Sober, she’d called him Bimmy or Bim because that’s what she heard his little friends call him. She didn’t know the neighborhood cognomen came from an acronym for ‘Big Indestructible Moron.’ His head had been huge, as a child. Out of all proportion, though with nothing especially Estonian about it, that he could see. He’d been very sensitive about it, the head, but never told her not to call him Bim. When she was drunk and conscious she called him her Doshka or Dochka or like that. Sometimes, well in the bag himself, when he turned off the uncabled set and covered her with the afghan, easing the mostly empty Stoly bottle back onto the little TV Guide table by the bowl of darkening chopped peppers, his unconscious Mom would groan and titter and call him her Doshka and good sir knight and last and only love, and ask him not to hit her anymore.

In June he Got In Touch with memories that their front steps in Beverly were a pocked cement painted red even in the pocks. Their mailbox was part of a whole tract-housing complex’s honeycomb of mailboxes on a like small pole, brushed-steel and gray with a postal eagle on it. You needed a little key to get your mail out, and for a long time he thought the sign on it said ‘US MAIL,’ as in us instead of U.S. His mom’s hair had been dry blond-white with dark roots that never lengthened or went away. No one tells you when they tell you you have cirrhosis that eventually you’ll all of a sudden start choking on your own blood. This is called a cirrhotic hemorrhage. Your liver won’t process any more of your blood and it quote shunts the blood and it goes up your throat in a high-pressure jet, is what they told him, is why he’d first thought the M.P.’d come back and cut his Mom or stabbed her, when he first came in, after football, his last season, at age seventeen. She’d been Diagnosed for years. She’d go to Meetings 179 for a few weeks, then drink on the couch, silent, telling him if the phone rang she wasn’t home. After a few weeks of this she’d spend a whole day weeping, beating at herself as if on fire.
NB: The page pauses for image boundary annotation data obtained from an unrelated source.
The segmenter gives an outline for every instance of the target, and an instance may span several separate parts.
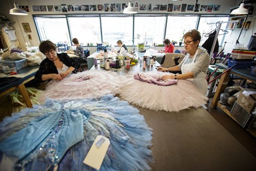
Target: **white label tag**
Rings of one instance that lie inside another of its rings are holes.
[[[101,138],[103,140],[101,140]],[[96,143],[101,144],[99,147],[97,147]],[[108,138],[101,135],[97,136],[83,160],[83,163],[99,170],[110,144],[110,141]]]

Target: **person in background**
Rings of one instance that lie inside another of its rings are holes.
[[[164,43],[164,46],[165,47],[164,48],[164,50],[161,50],[159,52],[165,53],[174,53],[174,46],[170,43],[170,40],[169,40],[168,38],[166,38],[163,40],[163,42]]]
[[[84,54],[84,52],[83,51],[83,48],[80,45],[79,42],[78,41],[78,39],[76,38],[74,38],[72,39],[72,42],[76,46],[76,49],[74,50],[68,50],[66,51],[66,52],[68,53],[73,53],[81,58],[86,58],[86,55]]]
[[[117,46],[120,48],[120,49],[119,51],[115,51],[115,53],[117,54],[124,55],[126,54],[126,53],[128,52],[128,49],[127,49],[126,46],[123,44],[122,40],[118,40],[116,43]]]
[[[209,54],[205,50],[199,47],[200,33],[193,29],[183,35],[184,47],[187,52],[179,65],[168,68],[159,67],[158,71],[176,72],[181,71],[181,74],[165,75],[162,79],[187,79],[191,81],[204,95],[206,94],[207,82],[205,79],[210,63]]]
[[[57,53],[56,45],[49,40],[40,43],[39,49],[47,57],[41,63],[35,75],[35,79],[39,82],[47,80],[61,80],[71,73],[83,71],[76,60],[70,58],[66,53]]]

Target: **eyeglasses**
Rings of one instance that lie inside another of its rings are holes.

Then she’d go back to Meetings for a while. Eventually her face began to swell and make her eyes piggy and her big breasts pointed at the floor and she turned the deep yellow of quality squash. This was all part of the Diagnosis. At first Gately just couldn’t go out to the Long-Term place, couldn’t see her out there. Couldn’t deal. Then after some time passed he couldn’t go because he couldn’t face her and try and explain why he hadn’t come before now. Ten-plus years have gone like that. Gately hadn’t probably consciously thought of her once for three years, before getting straight.

Right after their neighbor Mrs. Waite got found by the meter-guy dead, so he must have been nine, when his Mom was first Diagnosed, Gately had gotten the Diagnosis mixed up in his head with King Arthur. He’d ride a mop-handle horse and brandish a trashcan-lid and a batteryless plastic Light-Saber and tell the neighborhood kids he was Sir Osis of Thuliver, most fearsomely loyal and fierce of Arthur’s vessels. Since the summer now, when he mops Shattuck Shelter floors, he hears the Clopaclopaclop he used to make with his big square tongue as Sir Osis, then, riding.

And his dreams late that night, after the Braintree/Bob Death Commitment, seem to set him under a sort of sea, at terrific depths, the water all around him silent and dim and the same temperature he is.